As the hand struck who-knows o’clock, the online car shopping vortex sucked me in once again. For months I’d been on the hunt, motivated by whimsy as much as need. Instinctually I punched in my search parameters. Image? Has. Color? Green. Transmission? Manual. Price? A Camaro’s convertible top costs more.
By that point I was used to miscategorized ads, but this one said “five-speed manual” right up top. The photos confirmed it—a shifter wrapped in a rubber accordion boot stood proud on the floor. Calls were made, dollars were extracted, papers were signed. Next thing I knew, I was cruising home in my 1994 Dodge Caravan minivan.
This is no hoity-toity Grand Caravan, mind you—rather, it is shockingly basic. Five seats and a single sliding door is about all there is to it. It lacks a tape deck, power windows, or central locking. A tachometer is another peculiar omission since, yes indeed, the 2.5-liter I-4 sends its 100-odd horsepower to the front wheels via a five-speed manual gearbox.
See, this came from an era when a three-speed automatic was an upgrade. Most buyers chose it; the manual is quite rare. Also rare is this example’s condition: a one-owner California car with just more than 70,000 miles. A few blemishes aside, the tan cloth upholstery and emerald metallic paint present beautifully.
I adore this machine. I revel in its starkness. I care about it more than any car I’ve owned. You probably wonder why, and you probably wonder what’s wrong with me.
A part of me likes being a time capsule’s steward. The Caravan is in great shape, and it’s on me to keep it that way. I, like you perhaps, have memories borne from minivans like this. We hopped in and out of them at school, smashed our fingers closing their pop-out side windows, and eventually snuck them away for late-night shenanigans. This period piece resurfaces those moments. These days especially, remembering how things used to be feels so valuable. After a drive in one of MotorTrend‘s test vehicles—be it a ripping run in a mid-engine roadster or lazy miles passed in an SUV equipped with advanced driver aids—it’s refreshing to get back in my Caravan.
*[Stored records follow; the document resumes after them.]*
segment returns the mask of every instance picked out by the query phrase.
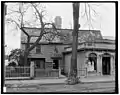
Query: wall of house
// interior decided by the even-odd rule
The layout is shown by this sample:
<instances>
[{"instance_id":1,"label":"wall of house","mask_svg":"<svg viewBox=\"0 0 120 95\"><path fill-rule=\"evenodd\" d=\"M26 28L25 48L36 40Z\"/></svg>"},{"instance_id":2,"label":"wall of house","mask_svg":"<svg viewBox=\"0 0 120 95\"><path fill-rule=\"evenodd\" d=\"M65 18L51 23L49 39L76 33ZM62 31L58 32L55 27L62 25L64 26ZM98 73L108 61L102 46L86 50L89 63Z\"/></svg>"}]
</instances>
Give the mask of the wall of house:
<instances>
[{"instance_id":1,"label":"wall of house","mask_svg":"<svg viewBox=\"0 0 120 95\"><path fill-rule=\"evenodd\" d=\"M96 43L95 47L98 47L98 48L107 48L107 49L115 49L115 44Z\"/></svg>"},{"instance_id":2,"label":"wall of house","mask_svg":"<svg viewBox=\"0 0 120 95\"><path fill-rule=\"evenodd\" d=\"M58 53L62 53L64 51L64 47L68 45L56 45L58 49ZM22 49L25 49L25 44L21 45ZM51 55L54 53L55 44L46 44L41 45L41 53L36 54L36 47L30 51L31 58L46 58L46 62L52 62Z\"/></svg>"},{"instance_id":3,"label":"wall of house","mask_svg":"<svg viewBox=\"0 0 120 95\"><path fill-rule=\"evenodd\" d=\"M72 53L69 53L69 54L65 54L64 56L64 72L66 74L69 73L69 70L70 70L70 64L71 64L71 56L72 56ZM77 68L78 70L81 70L83 68L85 68L85 65L84 65L84 62L85 62L85 53L84 52L78 52L77 54Z\"/></svg>"}]
</instances>

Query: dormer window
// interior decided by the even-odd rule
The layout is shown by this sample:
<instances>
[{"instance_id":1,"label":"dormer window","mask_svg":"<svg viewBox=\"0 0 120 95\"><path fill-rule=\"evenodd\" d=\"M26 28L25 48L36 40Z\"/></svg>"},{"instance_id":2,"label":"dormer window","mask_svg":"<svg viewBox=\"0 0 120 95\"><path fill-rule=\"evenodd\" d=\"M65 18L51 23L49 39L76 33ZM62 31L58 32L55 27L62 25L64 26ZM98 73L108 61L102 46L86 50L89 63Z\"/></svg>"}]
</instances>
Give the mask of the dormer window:
<instances>
[{"instance_id":1,"label":"dormer window","mask_svg":"<svg viewBox=\"0 0 120 95\"><path fill-rule=\"evenodd\" d=\"M36 53L41 53L41 45L36 46Z\"/></svg>"}]
</instances>

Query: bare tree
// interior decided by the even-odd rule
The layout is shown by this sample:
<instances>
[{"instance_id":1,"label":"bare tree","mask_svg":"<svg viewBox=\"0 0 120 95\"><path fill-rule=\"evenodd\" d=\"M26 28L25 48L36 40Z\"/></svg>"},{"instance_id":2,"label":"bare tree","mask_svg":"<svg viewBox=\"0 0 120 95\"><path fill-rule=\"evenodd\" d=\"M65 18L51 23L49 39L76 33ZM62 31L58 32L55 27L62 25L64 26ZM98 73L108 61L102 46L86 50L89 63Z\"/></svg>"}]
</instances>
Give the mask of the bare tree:
<instances>
[{"instance_id":1,"label":"bare tree","mask_svg":"<svg viewBox=\"0 0 120 95\"><path fill-rule=\"evenodd\" d=\"M85 10L83 17L86 17L87 24L89 26L89 30L92 28L92 21L94 21L92 15L98 15L98 13L92 8L92 5L89 3L85 3ZM71 57L71 66L70 72L68 75L68 84L77 84L79 82L79 78L77 75L77 46L78 46L78 29L79 29L79 3L73 3L73 22L74 22L74 29L73 29L73 44L72 44L72 57ZM92 36L92 33L90 33Z\"/></svg>"},{"instance_id":2,"label":"bare tree","mask_svg":"<svg viewBox=\"0 0 120 95\"><path fill-rule=\"evenodd\" d=\"M26 48L25 48L25 52L24 52L24 64L27 65L27 57L28 57L30 51L36 47L36 45L39 43L39 41L42 39L42 37L45 37L46 40L51 41L54 39L55 35L57 35L58 32L57 32L57 29L56 29L54 23L46 23L43 21L45 10L43 7L41 7L40 3L17 3L16 6L18 7L18 10L10 9L11 12L8 13L8 15L16 13L16 15L18 15L18 18L15 19L14 17L10 16L6 19L6 21L8 23L14 23L16 25L16 27L18 29L20 29L27 36L27 44L26 44ZM32 36L29 35L29 33L27 33L24 29L24 27L26 25L32 26L32 22L25 20L25 15L29 8L33 9L33 11L34 11L33 13L34 13L34 17L35 17L34 22L37 22L38 26L40 28L39 36L37 36L36 41L31 46L30 46L30 40L31 40ZM31 14L33 14L33 13L31 13ZM13 16L15 16L15 15L13 15ZM31 25L30 25L30 23L31 23ZM47 31L46 27L50 27L50 30Z\"/></svg>"}]
</instances>

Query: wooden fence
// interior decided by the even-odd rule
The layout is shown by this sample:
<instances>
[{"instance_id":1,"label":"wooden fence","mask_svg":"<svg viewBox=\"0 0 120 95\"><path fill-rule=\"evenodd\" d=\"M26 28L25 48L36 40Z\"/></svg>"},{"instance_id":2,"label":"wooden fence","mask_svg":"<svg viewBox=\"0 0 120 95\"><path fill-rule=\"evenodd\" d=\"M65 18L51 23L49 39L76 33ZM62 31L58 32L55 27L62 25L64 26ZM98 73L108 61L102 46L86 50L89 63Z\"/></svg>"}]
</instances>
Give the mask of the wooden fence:
<instances>
[{"instance_id":1,"label":"wooden fence","mask_svg":"<svg viewBox=\"0 0 120 95\"><path fill-rule=\"evenodd\" d=\"M30 78L30 67L5 67L5 79L24 79Z\"/></svg>"},{"instance_id":2,"label":"wooden fence","mask_svg":"<svg viewBox=\"0 0 120 95\"><path fill-rule=\"evenodd\" d=\"M59 70L35 69L35 77L59 77Z\"/></svg>"}]
</instances>

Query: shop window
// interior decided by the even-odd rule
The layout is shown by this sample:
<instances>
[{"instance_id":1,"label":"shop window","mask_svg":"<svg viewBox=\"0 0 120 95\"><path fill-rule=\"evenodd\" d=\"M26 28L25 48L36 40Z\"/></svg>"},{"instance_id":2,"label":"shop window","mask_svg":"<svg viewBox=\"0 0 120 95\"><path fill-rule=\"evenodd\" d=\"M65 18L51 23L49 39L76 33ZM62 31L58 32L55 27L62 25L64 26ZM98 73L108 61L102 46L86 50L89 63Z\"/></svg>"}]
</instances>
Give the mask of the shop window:
<instances>
[{"instance_id":1,"label":"shop window","mask_svg":"<svg viewBox=\"0 0 120 95\"><path fill-rule=\"evenodd\" d=\"M39 69L45 69L45 60L44 59L37 59L35 60L35 67Z\"/></svg>"}]
</instances>

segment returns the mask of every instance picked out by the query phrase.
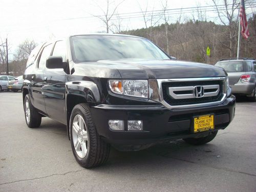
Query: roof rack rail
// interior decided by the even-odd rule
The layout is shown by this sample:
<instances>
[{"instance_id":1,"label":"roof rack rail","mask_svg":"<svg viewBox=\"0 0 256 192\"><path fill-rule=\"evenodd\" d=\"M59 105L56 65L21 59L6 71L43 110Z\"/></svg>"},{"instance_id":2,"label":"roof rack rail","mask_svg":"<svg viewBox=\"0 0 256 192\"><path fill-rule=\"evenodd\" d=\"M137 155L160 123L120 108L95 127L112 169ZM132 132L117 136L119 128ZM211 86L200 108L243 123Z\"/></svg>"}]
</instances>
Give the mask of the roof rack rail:
<instances>
[{"instance_id":1,"label":"roof rack rail","mask_svg":"<svg viewBox=\"0 0 256 192\"><path fill-rule=\"evenodd\" d=\"M222 59L219 60L218 61L221 61L223 60L237 60L237 59L243 59L243 60L255 60L254 58L249 58L249 57L235 57L235 58L227 58L224 59Z\"/></svg>"}]
</instances>

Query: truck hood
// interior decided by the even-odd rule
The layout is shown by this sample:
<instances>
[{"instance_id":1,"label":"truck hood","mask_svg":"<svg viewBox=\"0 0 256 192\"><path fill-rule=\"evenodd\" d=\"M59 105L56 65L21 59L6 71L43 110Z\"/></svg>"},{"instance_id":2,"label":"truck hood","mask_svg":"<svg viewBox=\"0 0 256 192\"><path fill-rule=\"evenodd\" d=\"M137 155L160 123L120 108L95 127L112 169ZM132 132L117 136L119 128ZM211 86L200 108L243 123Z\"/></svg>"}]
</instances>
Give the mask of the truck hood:
<instances>
[{"instance_id":1,"label":"truck hood","mask_svg":"<svg viewBox=\"0 0 256 192\"><path fill-rule=\"evenodd\" d=\"M84 64L77 66L79 65L79 68L83 67L87 68L87 72L90 69L91 72L95 73L92 76L90 74L86 74L86 76L99 76L99 77L145 79L223 77L226 75L220 68L174 60L102 60ZM84 72L86 73L85 70Z\"/></svg>"}]
</instances>

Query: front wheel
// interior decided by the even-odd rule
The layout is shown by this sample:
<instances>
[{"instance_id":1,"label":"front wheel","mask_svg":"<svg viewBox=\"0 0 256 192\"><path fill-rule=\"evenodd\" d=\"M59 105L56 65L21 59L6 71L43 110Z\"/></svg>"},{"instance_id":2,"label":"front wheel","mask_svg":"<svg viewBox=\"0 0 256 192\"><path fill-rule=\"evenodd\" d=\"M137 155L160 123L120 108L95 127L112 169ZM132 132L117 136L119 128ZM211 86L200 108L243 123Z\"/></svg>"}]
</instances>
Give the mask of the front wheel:
<instances>
[{"instance_id":1,"label":"front wheel","mask_svg":"<svg viewBox=\"0 0 256 192\"><path fill-rule=\"evenodd\" d=\"M188 144L194 145L202 145L208 143L209 142L212 140L212 139L214 139L214 138L216 136L216 135L217 135L217 133L218 131L211 133L210 135L206 137L201 137L199 138L186 138L183 139L183 140L184 140L185 142Z\"/></svg>"},{"instance_id":2,"label":"front wheel","mask_svg":"<svg viewBox=\"0 0 256 192\"><path fill-rule=\"evenodd\" d=\"M32 105L28 94L24 98L24 113L26 122L29 127L36 128L40 126L42 116Z\"/></svg>"},{"instance_id":3,"label":"front wheel","mask_svg":"<svg viewBox=\"0 0 256 192\"><path fill-rule=\"evenodd\" d=\"M74 107L70 122L70 141L72 152L77 162L84 168L105 163L110 151L97 133L90 109L85 103Z\"/></svg>"}]
</instances>

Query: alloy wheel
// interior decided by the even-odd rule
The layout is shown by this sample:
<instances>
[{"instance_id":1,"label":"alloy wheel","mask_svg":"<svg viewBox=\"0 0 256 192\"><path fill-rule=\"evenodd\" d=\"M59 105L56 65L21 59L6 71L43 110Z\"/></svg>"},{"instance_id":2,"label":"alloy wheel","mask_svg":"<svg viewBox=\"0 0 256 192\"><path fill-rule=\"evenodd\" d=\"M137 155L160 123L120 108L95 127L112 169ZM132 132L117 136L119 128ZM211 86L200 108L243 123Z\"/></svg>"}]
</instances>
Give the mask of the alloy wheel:
<instances>
[{"instance_id":1,"label":"alloy wheel","mask_svg":"<svg viewBox=\"0 0 256 192\"><path fill-rule=\"evenodd\" d=\"M84 120L79 114L75 116L73 121L72 139L76 154L80 158L84 158L88 147L88 135Z\"/></svg>"}]
</instances>

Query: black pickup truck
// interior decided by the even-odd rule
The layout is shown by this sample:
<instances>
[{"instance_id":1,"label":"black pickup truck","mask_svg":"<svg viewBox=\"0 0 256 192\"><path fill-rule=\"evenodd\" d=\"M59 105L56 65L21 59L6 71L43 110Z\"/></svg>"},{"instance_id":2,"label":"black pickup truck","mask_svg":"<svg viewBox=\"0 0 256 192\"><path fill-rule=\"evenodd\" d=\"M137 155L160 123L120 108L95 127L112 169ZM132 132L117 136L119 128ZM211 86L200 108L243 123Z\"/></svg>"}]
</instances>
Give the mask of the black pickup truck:
<instances>
[{"instance_id":1,"label":"black pickup truck","mask_svg":"<svg viewBox=\"0 0 256 192\"><path fill-rule=\"evenodd\" d=\"M122 35L69 36L32 52L24 75L26 121L67 125L83 167L102 164L110 145L136 151L183 139L212 140L234 115L219 67L173 59L151 41Z\"/></svg>"}]
</instances>

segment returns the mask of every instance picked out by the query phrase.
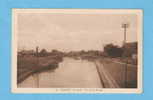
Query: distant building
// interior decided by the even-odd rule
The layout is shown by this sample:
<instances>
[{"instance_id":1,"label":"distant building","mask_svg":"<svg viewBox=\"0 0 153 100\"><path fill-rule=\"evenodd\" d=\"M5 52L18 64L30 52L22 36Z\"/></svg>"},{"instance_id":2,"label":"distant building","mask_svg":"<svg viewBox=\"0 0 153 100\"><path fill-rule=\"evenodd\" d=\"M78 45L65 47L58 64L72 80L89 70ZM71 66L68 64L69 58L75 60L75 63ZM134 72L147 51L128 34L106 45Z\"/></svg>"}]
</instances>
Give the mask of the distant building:
<instances>
[{"instance_id":1,"label":"distant building","mask_svg":"<svg viewBox=\"0 0 153 100\"><path fill-rule=\"evenodd\" d=\"M132 57L132 58L137 57L137 42L126 43L123 46L123 49L124 49L123 56Z\"/></svg>"},{"instance_id":2,"label":"distant building","mask_svg":"<svg viewBox=\"0 0 153 100\"><path fill-rule=\"evenodd\" d=\"M34 50L22 50L18 52L18 56L33 55L34 53Z\"/></svg>"}]
</instances>

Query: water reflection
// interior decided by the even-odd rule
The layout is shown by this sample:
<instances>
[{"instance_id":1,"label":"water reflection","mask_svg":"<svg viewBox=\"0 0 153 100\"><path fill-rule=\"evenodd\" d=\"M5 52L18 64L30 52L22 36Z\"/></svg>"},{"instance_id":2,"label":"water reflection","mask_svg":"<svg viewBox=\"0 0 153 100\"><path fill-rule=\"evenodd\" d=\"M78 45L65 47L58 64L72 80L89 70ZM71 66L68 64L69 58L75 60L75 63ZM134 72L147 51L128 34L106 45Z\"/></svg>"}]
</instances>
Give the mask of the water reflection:
<instances>
[{"instance_id":1,"label":"water reflection","mask_svg":"<svg viewBox=\"0 0 153 100\"><path fill-rule=\"evenodd\" d=\"M18 87L28 88L101 88L97 69L93 62L64 58L54 71L31 75Z\"/></svg>"}]
</instances>

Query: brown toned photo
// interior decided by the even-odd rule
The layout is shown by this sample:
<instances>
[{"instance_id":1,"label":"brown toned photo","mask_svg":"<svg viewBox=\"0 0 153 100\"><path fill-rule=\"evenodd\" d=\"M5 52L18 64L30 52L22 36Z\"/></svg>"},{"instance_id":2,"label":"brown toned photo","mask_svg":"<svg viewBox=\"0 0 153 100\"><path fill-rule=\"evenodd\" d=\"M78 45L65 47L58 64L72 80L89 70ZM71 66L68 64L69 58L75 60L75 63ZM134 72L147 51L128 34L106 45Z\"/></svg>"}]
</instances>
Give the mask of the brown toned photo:
<instances>
[{"instance_id":1,"label":"brown toned photo","mask_svg":"<svg viewBox=\"0 0 153 100\"><path fill-rule=\"evenodd\" d=\"M12 91L142 92L142 11L13 9Z\"/></svg>"}]
</instances>

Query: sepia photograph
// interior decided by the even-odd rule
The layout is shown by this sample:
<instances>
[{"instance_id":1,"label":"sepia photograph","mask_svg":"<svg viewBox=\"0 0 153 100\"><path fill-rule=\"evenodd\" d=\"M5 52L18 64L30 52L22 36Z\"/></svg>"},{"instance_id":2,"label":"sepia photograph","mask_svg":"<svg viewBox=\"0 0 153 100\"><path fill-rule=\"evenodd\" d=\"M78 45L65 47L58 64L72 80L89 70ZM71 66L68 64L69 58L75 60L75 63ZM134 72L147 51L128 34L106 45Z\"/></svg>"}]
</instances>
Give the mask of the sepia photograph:
<instances>
[{"instance_id":1,"label":"sepia photograph","mask_svg":"<svg viewBox=\"0 0 153 100\"><path fill-rule=\"evenodd\" d=\"M142 10L12 9L12 91L142 92Z\"/></svg>"}]
</instances>

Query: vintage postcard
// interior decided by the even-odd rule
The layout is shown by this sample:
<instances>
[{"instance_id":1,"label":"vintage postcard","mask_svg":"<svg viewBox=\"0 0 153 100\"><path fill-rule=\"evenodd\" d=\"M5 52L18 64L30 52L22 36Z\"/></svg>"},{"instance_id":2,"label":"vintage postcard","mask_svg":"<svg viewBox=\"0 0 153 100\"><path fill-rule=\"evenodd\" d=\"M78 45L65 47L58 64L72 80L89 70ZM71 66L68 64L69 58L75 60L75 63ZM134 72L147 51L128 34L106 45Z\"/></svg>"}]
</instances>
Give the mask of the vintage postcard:
<instances>
[{"instance_id":1,"label":"vintage postcard","mask_svg":"<svg viewBox=\"0 0 153 100\"><path fill-rule=\"evenodd\" d=\"M12 9L13 93L141 93L140 9Z\"/></svg>"}]
</instances>

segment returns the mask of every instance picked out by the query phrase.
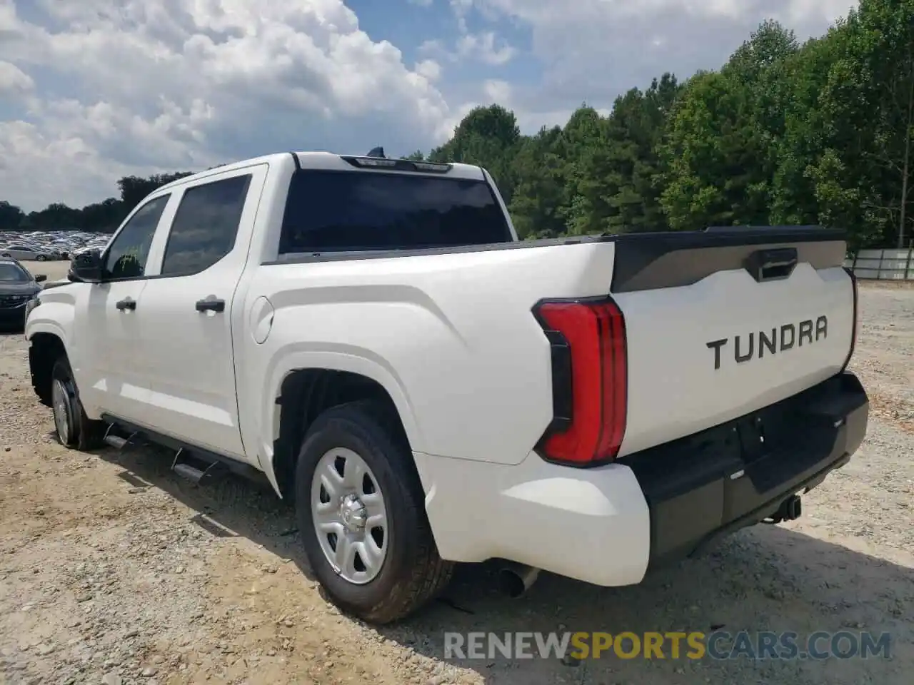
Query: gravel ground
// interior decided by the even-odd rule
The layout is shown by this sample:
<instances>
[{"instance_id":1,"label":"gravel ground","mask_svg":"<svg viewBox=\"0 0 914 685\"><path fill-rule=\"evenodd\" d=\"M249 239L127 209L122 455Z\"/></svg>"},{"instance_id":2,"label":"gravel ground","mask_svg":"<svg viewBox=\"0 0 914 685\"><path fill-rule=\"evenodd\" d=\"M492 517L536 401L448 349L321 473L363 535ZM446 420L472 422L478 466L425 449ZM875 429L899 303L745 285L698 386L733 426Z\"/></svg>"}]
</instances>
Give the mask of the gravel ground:
<instances>
[{"instance_id":1,"label":"gravel ground","mask_svg":"<svg viewBox=\"0 0 914 685\"><path fill-rule=\"evenodd\" d=\"M380 630L324 601L271 491L231 478L196 488L149 448L61 448L22 336L0 337L0 682L910 683L914 288L865 286L861 299L867 438L804 498L802 519L739 532L636 587L545 575L508 600L487 567L467 567L444 600ZM444 630L718 627L889 631L892 658L441 658Z\"/></svg>"}]
</instances>

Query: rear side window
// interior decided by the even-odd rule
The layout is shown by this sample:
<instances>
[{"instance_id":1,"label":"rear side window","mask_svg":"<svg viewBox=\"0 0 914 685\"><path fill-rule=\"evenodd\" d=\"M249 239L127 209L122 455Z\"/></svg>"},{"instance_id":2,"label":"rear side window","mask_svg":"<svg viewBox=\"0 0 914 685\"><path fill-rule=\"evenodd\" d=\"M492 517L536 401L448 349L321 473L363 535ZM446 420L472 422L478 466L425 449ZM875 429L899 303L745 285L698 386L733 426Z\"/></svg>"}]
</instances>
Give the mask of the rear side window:
<instances>
[{"instance_id":1,"label":"rear side window","mask_svg":"<svg viewBox=\"0 0 914 685\"><path fill-rule=\"evenodd\" d=\"M199 273L231 252L250 174L187 188L172 222L162 274Z\"/></svg>"},{"instance_id":2,"label":"rear side window","mask_svg":"<svg viewBox=\"0 0 914 685\"><path fill-rule=\"evenodd\" d=\"M484 181L303 170L292 176L280 254L511 242Z\"/></svg>"}]
</instances>

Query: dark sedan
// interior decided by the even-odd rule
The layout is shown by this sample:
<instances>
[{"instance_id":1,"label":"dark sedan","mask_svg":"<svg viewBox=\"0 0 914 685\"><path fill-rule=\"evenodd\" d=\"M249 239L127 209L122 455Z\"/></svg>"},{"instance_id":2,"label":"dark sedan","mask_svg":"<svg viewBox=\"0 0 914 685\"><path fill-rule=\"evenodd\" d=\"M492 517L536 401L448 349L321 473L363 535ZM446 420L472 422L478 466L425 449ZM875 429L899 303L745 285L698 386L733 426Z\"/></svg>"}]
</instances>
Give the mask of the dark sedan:
<instances>
[{"instance_id":1,"label":"dark sedan","mask_svg":"<svg viewBox=\"0 0 914 685\"><path fill-rule=\"evenodd\" d=\"M41 291L48 277L32 276L18 261L0 257L0 328L22 330L26 305Z\"/></svg>"}]
</instances>

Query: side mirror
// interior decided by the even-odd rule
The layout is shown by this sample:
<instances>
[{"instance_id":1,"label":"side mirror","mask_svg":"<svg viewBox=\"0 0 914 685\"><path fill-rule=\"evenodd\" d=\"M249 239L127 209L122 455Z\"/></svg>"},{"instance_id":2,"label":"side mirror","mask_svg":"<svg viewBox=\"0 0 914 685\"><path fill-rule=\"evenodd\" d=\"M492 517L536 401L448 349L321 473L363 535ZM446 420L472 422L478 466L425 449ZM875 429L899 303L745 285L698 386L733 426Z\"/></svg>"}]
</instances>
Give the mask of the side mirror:
<instances>
[{"instance_id":1,"label":"side mirror","mask_svg":"<svg viewBox=\"0 0 914 685\"><path fill-rule=\"evenodd\" d=\"M78 283L99 283L101 280L101 250L87 249L74 255L67 278Z\"/></svg>"}]
</instances>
It’s an automotive palate cleanser whose meager performance and features make any new vehicle I drive feel like a futuristic supercar.
This is all especially pertinent to the minivans we just pitched against each other in a comparison test. I took my van out to meet the latest and greatest vans on the market—actually, every minivan on our market—and their equipment and capabilities would have been unthinkable when the ’94 Caravan and its competition were in showrooms. Lounging in the Carnival’s sublime second-row seats or pushing the Odyssey’s robust V-6 shows how far minivans have come. With its manual transmission and simplistic feature set, my Dodge is essentially a box on wheels built to carry people or things. Today’s minivans are so much more.
I get it if you don’t get it. The appeal is purely esoteric. But what my Caravan has—or rather, doesn’t—proves how, even as the segment dwindles, minivans are in their best form yet.